Naoko Shimizu Japan Photographer
THE WORLD TRAVELLER Sandwiched between Chile (#46) and her next stop, Jordan (#48), Syria is the 47th country 25-year-old, red-headed solo traveller Naoko Shimizu has visited. Slowly wandering down Straight Street, the photographer who makes money snapping shots of children in kimonos said she hadn’t anticipated the fun she would have in one of the world’s oldest cities. “Before I thought Syria was very serious and many Muslims live here,” she said. Instead, she was surprised to find Muslims living alongside Christians and several watering holes where she saw locals happily wetting their whistles. The fun would continue, she said tugging on her backpack strings, in Palmyra. But before leaping to yet another destination, Shimizu lingered, watching two old men in the street play a game of late-afternoon backgammon. The joys of travel.
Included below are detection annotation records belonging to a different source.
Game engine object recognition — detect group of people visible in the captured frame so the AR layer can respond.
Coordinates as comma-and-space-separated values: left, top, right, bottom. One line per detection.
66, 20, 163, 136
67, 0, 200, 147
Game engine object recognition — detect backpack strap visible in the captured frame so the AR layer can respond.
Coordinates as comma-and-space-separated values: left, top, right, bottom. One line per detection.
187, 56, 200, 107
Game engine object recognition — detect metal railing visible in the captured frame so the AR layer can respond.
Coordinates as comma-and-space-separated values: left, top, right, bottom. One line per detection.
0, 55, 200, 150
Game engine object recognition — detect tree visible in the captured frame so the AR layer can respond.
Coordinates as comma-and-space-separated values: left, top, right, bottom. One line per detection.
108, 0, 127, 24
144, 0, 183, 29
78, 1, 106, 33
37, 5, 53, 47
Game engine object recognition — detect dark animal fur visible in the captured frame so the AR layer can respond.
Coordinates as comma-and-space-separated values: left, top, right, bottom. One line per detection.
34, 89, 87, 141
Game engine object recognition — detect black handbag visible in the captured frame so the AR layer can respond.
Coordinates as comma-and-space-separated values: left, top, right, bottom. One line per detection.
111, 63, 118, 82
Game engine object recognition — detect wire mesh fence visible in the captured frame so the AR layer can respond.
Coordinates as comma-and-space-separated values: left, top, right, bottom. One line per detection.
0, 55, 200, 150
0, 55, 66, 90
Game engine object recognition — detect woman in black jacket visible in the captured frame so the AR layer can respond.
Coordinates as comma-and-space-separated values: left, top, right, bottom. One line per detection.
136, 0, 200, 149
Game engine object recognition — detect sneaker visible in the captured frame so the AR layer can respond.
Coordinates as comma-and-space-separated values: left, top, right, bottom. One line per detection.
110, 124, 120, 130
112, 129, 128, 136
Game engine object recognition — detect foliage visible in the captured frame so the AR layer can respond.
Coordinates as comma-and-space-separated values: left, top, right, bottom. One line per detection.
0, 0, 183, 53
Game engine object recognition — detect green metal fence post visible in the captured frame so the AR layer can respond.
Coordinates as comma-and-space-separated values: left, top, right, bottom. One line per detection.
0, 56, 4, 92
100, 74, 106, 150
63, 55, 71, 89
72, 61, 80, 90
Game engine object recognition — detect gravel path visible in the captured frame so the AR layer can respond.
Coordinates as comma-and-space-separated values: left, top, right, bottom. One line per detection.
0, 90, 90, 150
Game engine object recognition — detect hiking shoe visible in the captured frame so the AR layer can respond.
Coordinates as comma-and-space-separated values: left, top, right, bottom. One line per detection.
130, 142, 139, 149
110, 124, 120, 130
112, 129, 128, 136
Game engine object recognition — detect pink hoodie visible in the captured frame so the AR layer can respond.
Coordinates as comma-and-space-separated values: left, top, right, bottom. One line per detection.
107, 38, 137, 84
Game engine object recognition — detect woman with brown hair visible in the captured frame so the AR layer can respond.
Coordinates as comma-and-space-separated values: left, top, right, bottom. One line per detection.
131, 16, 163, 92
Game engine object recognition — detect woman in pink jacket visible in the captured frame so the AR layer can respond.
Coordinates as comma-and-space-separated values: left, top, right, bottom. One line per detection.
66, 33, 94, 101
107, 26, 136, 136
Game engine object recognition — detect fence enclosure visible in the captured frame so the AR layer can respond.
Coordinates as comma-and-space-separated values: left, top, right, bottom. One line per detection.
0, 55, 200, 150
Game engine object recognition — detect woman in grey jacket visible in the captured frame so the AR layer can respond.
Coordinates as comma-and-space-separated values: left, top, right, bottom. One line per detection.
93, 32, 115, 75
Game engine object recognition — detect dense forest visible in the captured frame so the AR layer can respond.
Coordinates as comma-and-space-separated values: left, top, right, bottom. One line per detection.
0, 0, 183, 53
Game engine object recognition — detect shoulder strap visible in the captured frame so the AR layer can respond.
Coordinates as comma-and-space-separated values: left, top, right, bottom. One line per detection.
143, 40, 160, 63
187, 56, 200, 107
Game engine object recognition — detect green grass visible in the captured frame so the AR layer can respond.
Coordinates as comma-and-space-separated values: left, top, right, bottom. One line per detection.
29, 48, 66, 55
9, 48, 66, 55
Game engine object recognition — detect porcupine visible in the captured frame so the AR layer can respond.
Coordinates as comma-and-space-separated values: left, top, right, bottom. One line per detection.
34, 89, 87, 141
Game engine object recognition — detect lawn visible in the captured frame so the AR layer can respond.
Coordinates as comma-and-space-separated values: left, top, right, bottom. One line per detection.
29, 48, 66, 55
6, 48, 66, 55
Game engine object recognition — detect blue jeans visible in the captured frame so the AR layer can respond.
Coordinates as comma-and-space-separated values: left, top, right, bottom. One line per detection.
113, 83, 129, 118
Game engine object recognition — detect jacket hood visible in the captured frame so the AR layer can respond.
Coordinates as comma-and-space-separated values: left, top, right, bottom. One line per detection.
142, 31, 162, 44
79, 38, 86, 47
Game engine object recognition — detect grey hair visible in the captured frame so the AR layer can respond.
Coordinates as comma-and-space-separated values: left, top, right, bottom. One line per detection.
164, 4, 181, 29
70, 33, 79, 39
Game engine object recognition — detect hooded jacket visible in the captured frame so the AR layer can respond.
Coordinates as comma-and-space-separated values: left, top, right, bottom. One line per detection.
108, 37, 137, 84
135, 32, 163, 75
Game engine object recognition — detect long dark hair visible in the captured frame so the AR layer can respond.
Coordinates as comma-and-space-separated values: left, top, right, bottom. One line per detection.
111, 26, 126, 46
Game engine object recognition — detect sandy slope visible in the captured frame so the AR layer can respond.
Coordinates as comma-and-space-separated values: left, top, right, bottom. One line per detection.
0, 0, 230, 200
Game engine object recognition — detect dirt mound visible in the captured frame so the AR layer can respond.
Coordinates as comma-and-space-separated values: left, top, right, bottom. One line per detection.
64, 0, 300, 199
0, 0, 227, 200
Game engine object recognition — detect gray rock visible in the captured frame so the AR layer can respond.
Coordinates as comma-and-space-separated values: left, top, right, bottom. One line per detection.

Ali Alhasnamy Sweden Sports psychologist
THE SEARCHER More than 25 years after leaving his native Iraq for Sweden as a result of political discord, 54-year-old sports psychologist Ali Alhasnamy wandered the streets of Damascus as a tourist, alongside a football player he was training, wondering whether he might be able to bring his three children to live in an Arab world they had never known. “We would like to bring them closer to our original society,” Alhasnamy said. But with Baghdad still a dangerous war zone, he said he was considering Damascus – which he visits occasionally to discuss concentration and motivation tactics with football coaches – as a possible landing spot for his family. “When I moved from Baghdad,” he said, “I felt that I left my heart behind.”